Rape Crisis Center Reducing Operations To 24-Hour Hotline
The 11-month state budget impasse will force a rape crisis center based in Urbana to scale back operations to a 24-hour crisis hotline by the end of the month. RACES Executive Director Mary Evans says the state will owe the agency nearly $200-thousand by the end of June.
Without that money, she says they can no longer offer their other services, like one-on-one, group and family counseling, medical and legal advocacy, and community education --- except when volunteers can step in to help.
Evans says that to call the cutbacks devastating is an ‘understatement’.
“It’s been quite difficult for our childhood adolescent counselor to talk with children and their family members, or supportive others, and tell them that the services are going away," she said. "Adults, it’s difficult for them as well. We provide only brief counseling, meaning ten sessions, but we have some clients who’ve been with us for multiple years.”
RACES is cutting a total of seven staff positions as of May 31st, leaving them with just one part-time employee funded by the United Way of Champaign County. That agency’s support will allow the hotline to keep going.

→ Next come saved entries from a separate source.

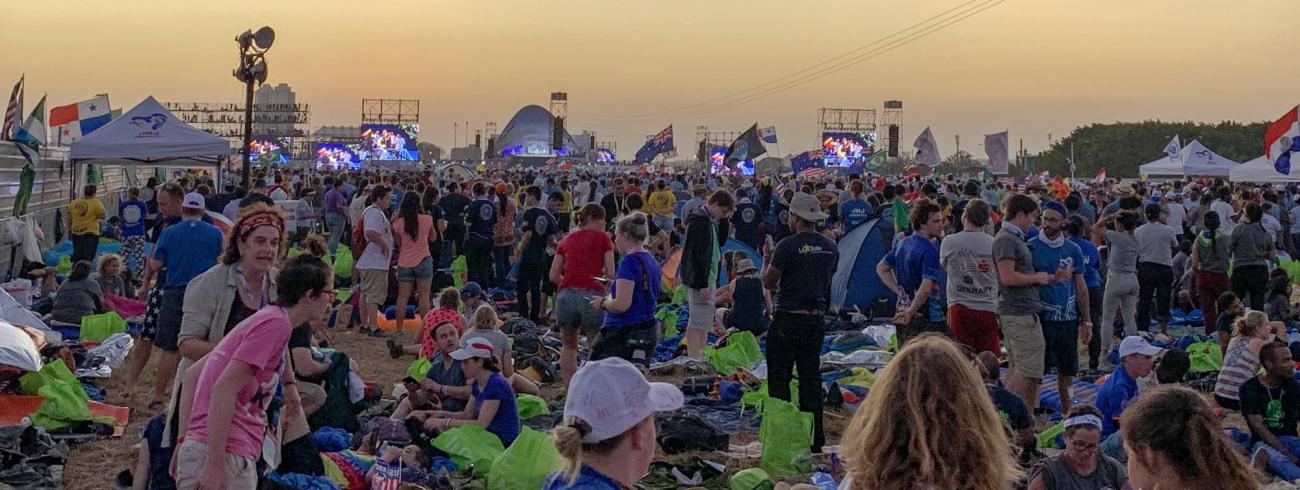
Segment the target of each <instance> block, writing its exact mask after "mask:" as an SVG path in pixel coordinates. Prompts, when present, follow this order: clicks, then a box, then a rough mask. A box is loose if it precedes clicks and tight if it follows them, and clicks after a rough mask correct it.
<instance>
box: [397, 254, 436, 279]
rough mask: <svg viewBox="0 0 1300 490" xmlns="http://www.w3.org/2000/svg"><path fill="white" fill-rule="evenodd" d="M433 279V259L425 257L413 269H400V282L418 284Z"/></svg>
mask: <svg viewBox="0 0 1300 490" xmlns="http://www.w3.org/2000/svg"><path fill="white" fill-rule="evenodd" d="M429 279H433V259H432V257H424V260H421V261H420V264H416V265H415V266H413V268H402V266H399V268H398V282H416V281H429Z"/></svg>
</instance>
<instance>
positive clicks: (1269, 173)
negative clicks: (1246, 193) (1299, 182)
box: [1227, 156, 1300, 182]
mask: <svg viewBox="0 0 1300 490" xmlns="http://www.w3.org/2000/svg"><path fill="white" fill-rule="evenodd" d="M1227 179H1229V181H1232V182H1300V170H1296V172H1291V174H1290V175H1283V174H1281V173H1278V170H1277V169H1274V168H1273V164H1270V162H1269V159H1268V157H1262V156H1261V157H1258V159H1255V160H1251V161H1247V162H1244V164H1242V165H1238V166H1236V168H1234V169H1232V172H1231V173H1230V174H1229V175H1227Z"/></svg>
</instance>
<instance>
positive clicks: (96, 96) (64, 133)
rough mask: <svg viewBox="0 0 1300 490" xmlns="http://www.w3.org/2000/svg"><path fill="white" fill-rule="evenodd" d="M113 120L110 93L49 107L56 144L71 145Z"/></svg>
mask: <svg viewBox="0 0 1300 490" xmlns="http://www.w3.org/2000/svg"><path fill="white" fill-rule="evenodd" d="M112 120H113V113H112V110H109V108H108V95H99V96H96V97H94V99H90V100H85V101H79V103H77V104H69V105H62V107H56V108H53V109H49V126H51V127H53V130H55V133H53V134H52V136H51V142H52V143H53V144H55V146H61V147H62V146H69V144H72V143H73V142H75V140H77V139H79V138H81V136H85V135H87V134H90V133H91V131H94V130H98V129H99V127H100V126H103V125H107V123H108V122H109V121H112Z"/></svg>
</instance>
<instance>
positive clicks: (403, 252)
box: [393, 192, 433, 331]
mask: <svg viewBox="0 0 1300 490" xmlns="http://www.w3.org/2000/svg"><path fill="white" fill-rule="evenodd" d="M422 211H424V209H421V208H420V195H419V194H415V192H407V194H406V195H404V196H402V203H400V204H399V205H398V217H396V218H395V220H393V237H394V242H396V244H398V274H396V279H398V298H396V331H402V322H403V321H404V320H406V305H407V299H408V298H411V291H412V290H415V300H416V305H417V308H419V312H420V316H417V317H416V318H424V316H425V315H426V313H429V295H430V289H432V287H433V256H430V255H429V243H430V242H433V217H430V216H429V214H425V213H424V212H422ZM416 321H417V322H419V320H416Z"/></svg>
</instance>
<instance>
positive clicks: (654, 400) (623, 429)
mask: <svg viewBox="0 0 1300 490" xmlns="http://www.w3.org/2000/svg"><path fill="white" fill-rule="evenodd" d="M452 357H455V354H452ZM682 403H685V396H684V395H682V394H681V390H679V389H677V387H676V386H672V385H668V383H653V382H649V381H646V378H645V376H642V374H641V370H638V369H637V367H636V365H633V364H632V363H628V361H627V360H624V359H620V357H608V359H602V360H598V361H589V363H586V364H584V365H582V368H581V369H578V370H577V373H575V374H573V380H572V381H569V390H568V399H567V400H565V402H564V416H565V417H576V419H581V420H582V421H584V422H586V424H588V425H590V426H591V432H589V433H586V435H582V442H584V443H589V445H590V443H597V442H601V441H606V439H610V438H612V437H616V435H619V434H623V433H625V432H628V429H632V428H633V426H636V425H637V424H641V421H642V420H646V417H649V416H651V415H654V413H655V412H671V411H675V409H677V408H681V404H682Z"/></svg>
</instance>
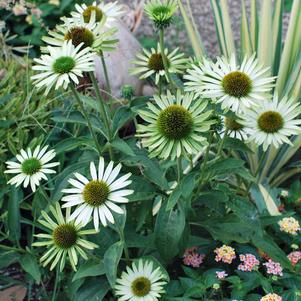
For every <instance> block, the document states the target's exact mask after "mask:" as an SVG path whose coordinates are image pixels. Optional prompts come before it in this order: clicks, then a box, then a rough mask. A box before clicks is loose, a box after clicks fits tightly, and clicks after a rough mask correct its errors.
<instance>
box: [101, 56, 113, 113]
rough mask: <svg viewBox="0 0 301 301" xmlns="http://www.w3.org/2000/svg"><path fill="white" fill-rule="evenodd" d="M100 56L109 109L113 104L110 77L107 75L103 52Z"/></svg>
mask: <svg viewBox="0 0 301 301" xmlns="http://www.w3.org/2000/svg"><path fill="white" fill-rule="evenodd" d="M100 58H101V63H102V68H103V73H104V75H105V80H106V88H107V92H108V94H109V105H110V109H111V110H112V106H113V101H112V88H111V83H110V79H109V75H108V68H107V64H106V60H105V58H104V56H103V53H102V54H101V56H100Z"/></svg>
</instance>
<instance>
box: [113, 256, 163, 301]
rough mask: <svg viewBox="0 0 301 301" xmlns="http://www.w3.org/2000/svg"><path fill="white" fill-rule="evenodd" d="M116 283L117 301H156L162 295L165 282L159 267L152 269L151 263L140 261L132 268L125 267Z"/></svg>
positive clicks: (159, 298)
mask: <svg viewBox="0 0 301 301" xmlns="http://www.w3.org/2000/svg"><path fill="white" fill-rule="evenodd" d="M116 283H117V284H116V286H115V290H116V295H117V296H118V301H127V300H129V301H143V300H145V301H146V300H147V301H157V300H160V297H161V295H162V294H163V293H164V285H165V284H166V283H167V281H166V278H165V276H164V274H163V273H162V271H161V269H160V267H158V268H156V269H154V267H153V263H152V262H151V261H149V262H148V261H145V262H144V261H143V260H142V259H140V260H139V262H138V264H136V263H133V265H132V268H130V267H127V269H126V272H122V274H121V278H119V279H117V280H116Z"/></svg>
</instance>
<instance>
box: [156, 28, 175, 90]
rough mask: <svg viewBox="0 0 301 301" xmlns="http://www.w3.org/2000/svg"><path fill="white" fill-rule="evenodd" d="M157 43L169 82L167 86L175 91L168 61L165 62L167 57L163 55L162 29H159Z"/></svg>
mask: <svg viewBox="0 0 301 301" xmlns="http://www.w3.org/2000/svg"><path fill="white" fill-rule="evenodd" d="M159 41H160V51H161V56H162V61H163V65H164V69H165V73H166V76H167V79H168V81H169V84H170V86H171V89H172V90H173V89H174V90H176V89H177V85H176V84H175V83H174V81H173V80H172V78H171V76H170V73H169V70H168V61H167V57H166V55H165V46H164V29H163V28H161V29H160V32H159Z"/></svg>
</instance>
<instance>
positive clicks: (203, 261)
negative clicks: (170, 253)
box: [183, 247, 205, 268]
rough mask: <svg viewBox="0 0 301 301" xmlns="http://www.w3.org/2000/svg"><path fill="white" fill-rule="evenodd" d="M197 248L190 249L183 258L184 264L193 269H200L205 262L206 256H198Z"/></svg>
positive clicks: (186, 251)
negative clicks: (195, 268) (200, 265)
mask: <svg viewBox="0 0 301 301" xmlns="http://www.w3.org/2000/svg"><path fill="white" fill-rule="evenodd" d="M196 250H197V247H192V248H188V249H186V250H185V253H184V256H183V263H184V264H185V265H188V266H192V267H193V268H198V267H200V265H201V264H202V263H203V262H204V258H205V254H198V253H197V252H196Z"/></svg>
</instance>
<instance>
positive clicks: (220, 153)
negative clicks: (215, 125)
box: [216, 129, 228, 157]
mask: <svg viewBox="0 0 301 301" xmlns="http://www.w3.org/2000/svg"><path fill="white" fill-rule="evenodd" d="M227 136H228V129H226V131H225V134H224V137H223V138H222V140H221V142H220V144H219V146H218V150H217V154H216V155H217V157H220V155H221V153H222V150H223V146H224V143H225V140H226V138H227Z"/></svg>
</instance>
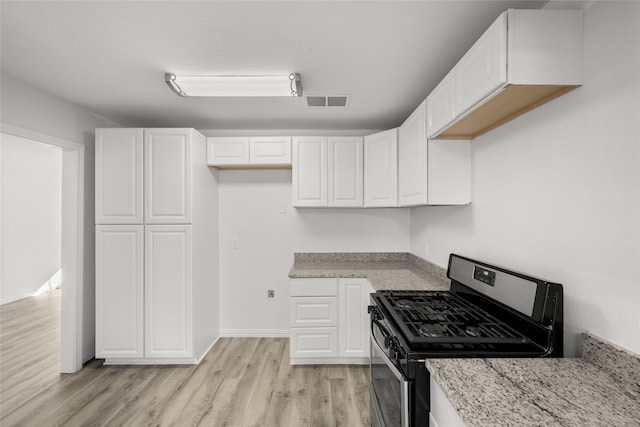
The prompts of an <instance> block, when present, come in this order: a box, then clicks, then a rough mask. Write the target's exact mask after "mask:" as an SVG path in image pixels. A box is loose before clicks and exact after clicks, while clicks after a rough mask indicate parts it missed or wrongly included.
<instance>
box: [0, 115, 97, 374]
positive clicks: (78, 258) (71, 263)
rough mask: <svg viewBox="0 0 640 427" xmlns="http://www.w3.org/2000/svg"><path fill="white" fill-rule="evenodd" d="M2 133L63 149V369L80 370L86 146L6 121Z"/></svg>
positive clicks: (81, 365)
mask: <svg viewBox="0 0 640 427" xmlns="http://www.w3.org/2000/svg"><path fill="white" fill-rule="evenodd" d="M0 132H2V133H5V134H8V135H13V136H17V137H19V138H24V139H29V140H32V141H35V142H40V143H44V144H48V145H53V146H55V147H60V148H62V230H61V231H62V233H61V240H62V252H61V270H62V293H61V300H62V302H61V310H60V313H61V316H60V372H63V373H71V372H76V371H79V370H80V369H82V362H83V360H82V358H83V357H82V356H83V355H82V348H83V327H82V326H83V324H84V322H83V320H84V318H83V314H84V311H83V304H82V301H83V286H84V285H85V284H84V283H83V280H82V275H83V269H84V261H85V260H84V243H83V242H84V206H85V205H84V202H85V200H84V172H85V171H84V160H85V147H84V145H82V144H78V143H76V142H72V141H69V140H66V139H62V138H58V137H54V136H51V135H46V134H42V133H39V132H35V131H32V130H29V129H25V128H21V127H18V126H14V125H10V124H5V123H0Z"/></svg>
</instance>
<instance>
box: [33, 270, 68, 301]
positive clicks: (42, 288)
mask: <svg viewBox="0 0 640 427" xmlns="http://www.w3.org/2000/svg"><path fill="white" fill-rule="evenodd" d="M61 287H62V270H58V271H56V272H55V273H54V274H53V276H51V277H50V278H49V280H47V281H46V282H44V283H43V284H42V286H40V287H39V288H38V290H37V291H35V292H34V294H33V296H36V295H40V294H44V293H47V292H51V291H55V290H56V289H60V288H61Z"/></svg>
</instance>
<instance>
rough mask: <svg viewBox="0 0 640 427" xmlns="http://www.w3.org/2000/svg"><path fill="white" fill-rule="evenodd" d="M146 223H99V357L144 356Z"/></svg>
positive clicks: (96, 297)
mask: <svg viewBox="0 0 640 427" xmlns="http://www.w3.org/2000/svg"><path fill="white" fill-rule="evenodd" d="M143 243H144V242H143V226H142V225H98V226H96V357H98V358H138V357H143V355H144V352H143V343H144V342H143V332H144V329H143V323H142V322H143V307H144V305H143V304H144V302H143V298H144V294H143V265H144V264H143V263H144V259H143V257H144V255H143V248H144V247H143Z"/></svg>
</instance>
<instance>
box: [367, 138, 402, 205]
mask: <svg viewBox="0 0 640 427" xmlns="http://www.w3.org/2000/svg"><path fill="white" fill-rule="evenodd" d="M364 206H365V207H395V206H398V129H391V130H387V131H384V132H379V133H376V134H373V135H368V136H365V137H364Z"/></svg>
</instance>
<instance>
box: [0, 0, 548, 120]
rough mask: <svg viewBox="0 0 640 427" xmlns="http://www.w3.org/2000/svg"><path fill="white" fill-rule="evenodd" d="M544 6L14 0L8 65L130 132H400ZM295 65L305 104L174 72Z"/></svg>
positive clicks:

Without state funding, RACES has relied on local fundraising efforts, totaling more than $50,000 thus far, to stay open this year.
"The community has been extremely supportive in the last several months, and we appreciate every donor dollar that's come our way," Evans said. She said the board is hard at work on a plan to make sure core services continue, with hopes of returning to a similar staffing pattern when state funds are restored.
There was news late Thursday afternoon that Illinois lawmakers had approved $700 million to partially fund various human service programs, but Evans said her agency had not heard word of any potential funding from the Illinois Coalition Against Sexual Assualt, which funds 29 rape crisis centers, including RACES, at time of the agency's Thursday news conference.